The Herald-Dispatch - 5/24/2017

IRONTON - The majority of kids under the care of the Lawrence County Department of Job and Family Services are there because their parents have drug problems, according to Rich Blankenship, deputy director of the county department.

The county is looking for more foster parents, Blankenship told the Lawrence County Board of Commissioners during a meeting Tuesday.

He said 45 of 68 children in custody are there because their parents have drug problems.

The county is among 19 in Southern Ohio participating in a two-year pilot program to add an additional case worker to work with the children of drug-dependent individuals, Blankenship said. The program is scheduled to start in October, he said.

The county also could be in line for an additional $100,000 or more for foster care costs, he said. The appropriation is in the Ohio House version of the budget currently being reviewed by the Ohio Senate, Blankenship said.

The board also heard from Common Pleas Judge Andy Ballard that officials are looking into requiring parenting classes in court orders in drug cases involving parents.

Meanwhile, the cost of dealing with overdose patients on drug-related runs is about three times more expensive than non-drug-related runs, according to Earl "Buddy" Fry, director of the county Emergency Medical Services district.

The office, which covers county ambulance runs, had 125 drug overdose runs during December, January and February.

The county received about $33,000 in payments and reimbursements for the non-drug-related runs compared to $13,252 on overdose runs.

"It's a big financial cost to the county," Fry said. "Taxpayers make up the difference."

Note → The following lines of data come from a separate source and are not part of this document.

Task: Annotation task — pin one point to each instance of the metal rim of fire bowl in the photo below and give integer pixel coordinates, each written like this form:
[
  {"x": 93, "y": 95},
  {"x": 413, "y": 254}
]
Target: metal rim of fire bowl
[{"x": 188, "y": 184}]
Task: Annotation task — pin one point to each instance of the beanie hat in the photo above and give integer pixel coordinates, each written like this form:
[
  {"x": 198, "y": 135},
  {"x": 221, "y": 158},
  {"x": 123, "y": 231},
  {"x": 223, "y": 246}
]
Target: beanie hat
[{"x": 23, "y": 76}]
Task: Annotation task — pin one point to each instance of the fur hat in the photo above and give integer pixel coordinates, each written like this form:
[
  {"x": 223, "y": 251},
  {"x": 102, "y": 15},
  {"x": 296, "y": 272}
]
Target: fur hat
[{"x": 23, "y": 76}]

The board also heard from Larry Pernesti, who was concerned that a contractor for the Ohio Department of Transportation will close Ohio 141 about four miles north of Ironton for a month starting Tuesday, May 30.

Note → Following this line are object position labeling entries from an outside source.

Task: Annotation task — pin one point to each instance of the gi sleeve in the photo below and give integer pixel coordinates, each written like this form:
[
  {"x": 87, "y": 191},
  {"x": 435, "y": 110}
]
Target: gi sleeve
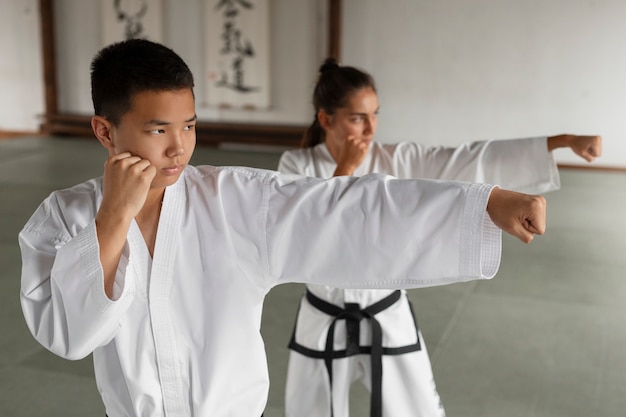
[
  {"x": 288, "y": 164},
  {"x": 379, "y": 232},
  {"x": 523, "y": 165},
  {"x": 62, "y": 291}
]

Pernesti wants at least one lane of the state road kept open during the construction.

The board agreed to send a letter to the department's Chillicothe, Ohio, office asking the road not be closed completely during the culvert replacement project.

The $572,575 culvert replacement project is being done by DGM Inc. of Beaver, Ohio. The Works Project Administration-era bridge near Sugar Creek school was the site of a fatality several years ago, according to Kathleen Fuller, a spokeswoman for the department.

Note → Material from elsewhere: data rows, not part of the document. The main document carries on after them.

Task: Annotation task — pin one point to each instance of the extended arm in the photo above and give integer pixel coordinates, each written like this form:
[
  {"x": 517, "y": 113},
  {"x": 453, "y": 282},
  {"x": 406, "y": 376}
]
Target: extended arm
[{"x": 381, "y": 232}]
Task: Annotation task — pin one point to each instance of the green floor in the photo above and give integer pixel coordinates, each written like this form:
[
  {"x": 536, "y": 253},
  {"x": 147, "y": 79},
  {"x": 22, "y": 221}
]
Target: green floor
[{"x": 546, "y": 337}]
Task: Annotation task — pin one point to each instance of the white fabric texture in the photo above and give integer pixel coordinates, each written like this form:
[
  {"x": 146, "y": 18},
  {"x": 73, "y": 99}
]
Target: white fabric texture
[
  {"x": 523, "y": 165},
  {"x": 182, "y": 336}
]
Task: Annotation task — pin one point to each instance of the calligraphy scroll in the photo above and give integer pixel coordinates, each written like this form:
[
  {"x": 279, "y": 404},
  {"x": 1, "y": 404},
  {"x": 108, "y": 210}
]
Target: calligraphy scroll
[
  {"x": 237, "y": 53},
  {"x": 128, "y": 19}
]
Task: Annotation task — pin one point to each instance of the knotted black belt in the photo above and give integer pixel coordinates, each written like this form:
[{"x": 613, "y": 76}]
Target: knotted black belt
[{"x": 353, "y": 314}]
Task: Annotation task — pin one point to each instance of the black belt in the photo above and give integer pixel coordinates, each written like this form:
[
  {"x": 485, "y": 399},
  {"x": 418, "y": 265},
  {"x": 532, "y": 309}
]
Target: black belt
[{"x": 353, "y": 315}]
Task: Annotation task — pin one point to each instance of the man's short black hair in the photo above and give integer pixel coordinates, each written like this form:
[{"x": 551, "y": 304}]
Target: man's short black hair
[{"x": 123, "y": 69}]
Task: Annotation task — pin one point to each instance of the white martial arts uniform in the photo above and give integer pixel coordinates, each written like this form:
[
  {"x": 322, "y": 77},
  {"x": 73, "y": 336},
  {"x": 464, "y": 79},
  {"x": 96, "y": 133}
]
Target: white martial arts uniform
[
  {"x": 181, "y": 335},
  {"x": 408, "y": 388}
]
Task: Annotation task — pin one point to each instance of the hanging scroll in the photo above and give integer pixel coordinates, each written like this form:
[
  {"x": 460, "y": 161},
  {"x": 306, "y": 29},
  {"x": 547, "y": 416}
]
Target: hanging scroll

"The closure is necessary because of the work being done," Fuller said after the meeting. "We have no place to put the traffic."

Pernesti said about 5,000 vehicles use that section of Ohio 141 each day.

"We want a bypass," he said. "We don't want the road closed."

He said a similar project that was supposed to last for a month ended up lasting four months.

He's concerned about the closure causing delayed response times for ambulances and fire trucks.

Sheriff Jeff Lawless supports the move to keep one lane of the road open during construction if possible.

Residents seeking to use Ohio 93 to avoid the Ohio 141 closure also will have to deal with delays along Ohio 93 as part of a $1.56 million paving project along a 10.5-mile section of the road.